The Mayor of Forest Mariam El Hamidine (Ecolo), who was at the scene shortly after the shooting this week, told SudInfo that she felt “very angry” about the incident.

Saint-Antoine district of Forest, Brussels. Credit: urban.brussels

"It's not normal that in a residential area like Saint-Antoine people don't feel safe. I'm very worried. Every day we hear of shootings all over Brussels," El Hamidine said. "I've been sounding the alarm for several months. Now it's happened, in another commune... here in Forest. I've been calling for an increased police presence for weeks."

However, the monitoring citizens, banning some from travelling and prohibiting the sale of laughing gas "won't stop drug trafficking", admits Schaerbeek Mayor Cécile Jodogne (DéFI) in an interview to La Dernière Heure. She is well aware that it is impossible for the municipalities and the Brussels Region to defeat trafficking on their own.

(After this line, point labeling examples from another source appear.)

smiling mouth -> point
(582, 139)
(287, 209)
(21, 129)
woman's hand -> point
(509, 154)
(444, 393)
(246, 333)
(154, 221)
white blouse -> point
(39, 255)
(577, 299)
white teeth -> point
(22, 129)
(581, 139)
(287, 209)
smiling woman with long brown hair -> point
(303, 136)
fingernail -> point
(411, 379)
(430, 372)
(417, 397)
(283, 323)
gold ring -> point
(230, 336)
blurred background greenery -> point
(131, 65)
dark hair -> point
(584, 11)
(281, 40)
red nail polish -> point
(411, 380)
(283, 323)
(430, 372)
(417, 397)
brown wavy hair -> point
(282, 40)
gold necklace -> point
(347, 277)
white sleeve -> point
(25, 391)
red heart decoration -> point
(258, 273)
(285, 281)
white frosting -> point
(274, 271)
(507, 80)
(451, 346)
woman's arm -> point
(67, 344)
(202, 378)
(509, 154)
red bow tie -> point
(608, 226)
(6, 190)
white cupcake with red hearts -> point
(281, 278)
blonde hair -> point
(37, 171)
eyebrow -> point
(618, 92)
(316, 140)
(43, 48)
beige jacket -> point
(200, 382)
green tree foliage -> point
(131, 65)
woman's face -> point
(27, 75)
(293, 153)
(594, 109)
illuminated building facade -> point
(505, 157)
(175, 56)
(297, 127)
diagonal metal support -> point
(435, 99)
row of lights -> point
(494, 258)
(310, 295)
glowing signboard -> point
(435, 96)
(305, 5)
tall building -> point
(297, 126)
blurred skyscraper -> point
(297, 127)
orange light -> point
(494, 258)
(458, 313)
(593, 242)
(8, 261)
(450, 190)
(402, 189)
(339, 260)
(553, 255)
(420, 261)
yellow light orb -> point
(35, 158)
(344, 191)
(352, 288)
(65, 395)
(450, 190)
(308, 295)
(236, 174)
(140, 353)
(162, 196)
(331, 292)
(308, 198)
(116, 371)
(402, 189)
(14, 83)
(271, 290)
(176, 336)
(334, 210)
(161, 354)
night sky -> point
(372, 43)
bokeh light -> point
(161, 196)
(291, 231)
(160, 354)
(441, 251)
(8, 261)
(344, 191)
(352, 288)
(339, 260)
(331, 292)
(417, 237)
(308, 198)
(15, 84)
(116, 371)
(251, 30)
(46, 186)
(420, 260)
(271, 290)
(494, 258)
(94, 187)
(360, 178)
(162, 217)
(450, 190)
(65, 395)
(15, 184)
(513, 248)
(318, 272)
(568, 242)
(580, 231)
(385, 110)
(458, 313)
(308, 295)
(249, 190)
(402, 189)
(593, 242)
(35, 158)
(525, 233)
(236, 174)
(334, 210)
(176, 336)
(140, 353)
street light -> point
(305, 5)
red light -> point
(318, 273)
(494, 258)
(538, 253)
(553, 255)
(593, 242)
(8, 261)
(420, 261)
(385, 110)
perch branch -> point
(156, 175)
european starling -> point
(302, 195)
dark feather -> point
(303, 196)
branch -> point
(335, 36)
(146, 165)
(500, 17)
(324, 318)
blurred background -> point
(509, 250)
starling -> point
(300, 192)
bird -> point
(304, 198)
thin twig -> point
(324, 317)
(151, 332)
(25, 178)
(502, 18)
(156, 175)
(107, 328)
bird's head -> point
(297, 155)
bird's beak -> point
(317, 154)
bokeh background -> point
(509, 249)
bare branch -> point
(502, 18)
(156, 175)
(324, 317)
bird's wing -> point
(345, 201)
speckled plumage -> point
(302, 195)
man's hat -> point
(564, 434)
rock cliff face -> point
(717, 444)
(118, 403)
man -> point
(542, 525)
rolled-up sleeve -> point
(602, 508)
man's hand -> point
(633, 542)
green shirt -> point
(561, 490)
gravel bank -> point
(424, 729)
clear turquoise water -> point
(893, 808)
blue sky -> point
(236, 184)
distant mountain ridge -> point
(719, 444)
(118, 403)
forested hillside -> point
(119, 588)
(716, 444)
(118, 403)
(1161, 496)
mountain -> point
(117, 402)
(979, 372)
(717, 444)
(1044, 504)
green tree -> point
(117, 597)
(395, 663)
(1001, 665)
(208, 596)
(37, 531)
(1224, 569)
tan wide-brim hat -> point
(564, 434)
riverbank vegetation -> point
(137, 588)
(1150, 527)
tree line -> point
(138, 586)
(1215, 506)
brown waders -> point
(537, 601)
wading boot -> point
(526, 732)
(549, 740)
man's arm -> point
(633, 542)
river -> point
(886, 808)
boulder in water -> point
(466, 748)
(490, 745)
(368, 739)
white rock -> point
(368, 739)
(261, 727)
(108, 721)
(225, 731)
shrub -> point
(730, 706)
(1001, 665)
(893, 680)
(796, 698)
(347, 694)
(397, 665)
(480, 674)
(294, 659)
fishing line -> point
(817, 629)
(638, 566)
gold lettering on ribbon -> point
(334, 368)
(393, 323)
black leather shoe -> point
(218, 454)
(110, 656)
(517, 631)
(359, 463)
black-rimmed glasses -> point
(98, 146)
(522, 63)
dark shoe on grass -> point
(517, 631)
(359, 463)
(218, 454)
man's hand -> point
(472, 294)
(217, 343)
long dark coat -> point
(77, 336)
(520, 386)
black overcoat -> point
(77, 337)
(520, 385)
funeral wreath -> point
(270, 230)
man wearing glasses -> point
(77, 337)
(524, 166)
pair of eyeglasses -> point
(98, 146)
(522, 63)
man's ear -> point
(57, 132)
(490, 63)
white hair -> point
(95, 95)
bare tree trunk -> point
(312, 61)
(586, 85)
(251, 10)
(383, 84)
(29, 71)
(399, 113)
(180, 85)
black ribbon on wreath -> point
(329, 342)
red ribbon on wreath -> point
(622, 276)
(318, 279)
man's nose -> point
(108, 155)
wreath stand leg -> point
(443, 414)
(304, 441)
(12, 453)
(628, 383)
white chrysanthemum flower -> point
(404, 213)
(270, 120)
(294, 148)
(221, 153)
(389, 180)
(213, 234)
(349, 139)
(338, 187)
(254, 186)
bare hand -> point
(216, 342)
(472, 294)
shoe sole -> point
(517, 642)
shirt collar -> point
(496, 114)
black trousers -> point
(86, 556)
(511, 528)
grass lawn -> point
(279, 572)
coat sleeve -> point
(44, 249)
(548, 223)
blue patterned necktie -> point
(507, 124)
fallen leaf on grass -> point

Yet Brussels authorities can play their part, Jodogne believes. "Safe.brussels has undertaken to run massive prevention campaigns in schools, and that's a positive thing," she says, concerned over "young people aged 13, 14 or 15 are becoming involved in drug dealing.

The Schaerbeek Mayor also references the important debate on decriminalisation as something which needs further discussion. "For cannabis alone, I'm prepared to think about it. For the others, there is still the worry of a domino effect," she said.